The expert reminded States and businesses of their obligation to ensure respect and protection of all human rights in accordance with international law, with particular reference to the Guiding Principles on Business and Human Rights.

“I wish to echo the repeated calls by the UN Secretary General for cooperation and solidarity among States in health-related matters,” she said.

“This and many similar situations, however, demonstrate the inefficacy and ineffectiveness of existing humanitarian exemptions and derogations preventing people from the enjoyment of a broad scope of human rights, especially the right to health, the right to life and to live without suffering,” Douhan said.

“I urge Mölnlycke Health Care AB to review its decision and urgently resume the deliveries of bandages for the EB patients in Belarus.
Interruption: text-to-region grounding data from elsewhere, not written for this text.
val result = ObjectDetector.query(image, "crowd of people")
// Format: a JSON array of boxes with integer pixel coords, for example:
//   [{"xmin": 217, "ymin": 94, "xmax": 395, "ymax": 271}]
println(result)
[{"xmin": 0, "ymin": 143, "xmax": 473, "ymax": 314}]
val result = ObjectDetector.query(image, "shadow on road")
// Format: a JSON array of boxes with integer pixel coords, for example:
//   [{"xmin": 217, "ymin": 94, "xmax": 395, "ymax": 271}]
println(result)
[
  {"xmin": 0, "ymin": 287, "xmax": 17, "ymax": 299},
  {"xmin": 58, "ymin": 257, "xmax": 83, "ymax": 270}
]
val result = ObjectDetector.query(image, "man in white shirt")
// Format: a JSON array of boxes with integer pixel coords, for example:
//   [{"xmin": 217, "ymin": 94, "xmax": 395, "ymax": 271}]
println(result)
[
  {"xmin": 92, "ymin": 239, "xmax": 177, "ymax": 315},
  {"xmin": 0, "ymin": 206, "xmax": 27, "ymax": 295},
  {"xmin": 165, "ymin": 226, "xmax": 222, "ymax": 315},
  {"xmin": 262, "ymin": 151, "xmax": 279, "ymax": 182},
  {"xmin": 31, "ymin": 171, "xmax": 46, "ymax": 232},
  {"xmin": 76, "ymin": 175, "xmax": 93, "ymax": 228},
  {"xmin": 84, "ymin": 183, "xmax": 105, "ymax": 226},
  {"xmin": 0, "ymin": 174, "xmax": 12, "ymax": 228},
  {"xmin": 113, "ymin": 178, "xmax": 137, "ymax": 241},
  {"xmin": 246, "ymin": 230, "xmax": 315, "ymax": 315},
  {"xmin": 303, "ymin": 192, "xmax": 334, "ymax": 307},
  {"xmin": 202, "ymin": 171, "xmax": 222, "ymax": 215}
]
I call on all States that impose sanctions to take all necessary measures to ensure unhindered supply of life-saving medicines and medical equipment to Belarus, by lifting any sanctions-induced operational restrictions” she said.

The Government of Sweden has been informed about this particular case, and the expert expresses her appreciation for the Government’s previous constructive engagement regarding the situation of EB patients in other countries under sanctions.


Ms Alena Douhan (Belarus) was appointed as Special Rapporteur on the negative impact of the unilateral coercive measures on the enjoyment of human rights by the Human Rights Council in March 2020. Ms. Douhan has extensive experience in the fields of international law and human rights as, a Professor of international law at the Belarusian State University (Minsk), a visiting Professor at the Institute for International Law of Peace and Armed conflict, (Bochum, Germany) and the Director of the Peace Research Centre (Minsk). She received her PhD at the Belarusian State University in 2005 and obtained Dr. hab. in International Law and European Law in 2015 (Belarus). Ms. Douhan’s academic and research interests are in the fields of international law, sanctions and human rights law, international security law, law of international organizations, international dispute settlement, and international environmental law.

The Special Rapporteurs, Independent Experts and Working Groups are part of what is known as the Special Procedures of the Human Rights Council. Special Procedures, the largest body of independent experts in the UN Human Rights system, is the general name of the Council’s independent fact-finding and monitoring mechanisms that address either specific country situations or thematic issues in all parts of the world. Special Procedures’ experts work on a voluntary basis; they are not UN staff and do not receive a salary for their work. They are independent from any government or organization and serve in their individual capacity.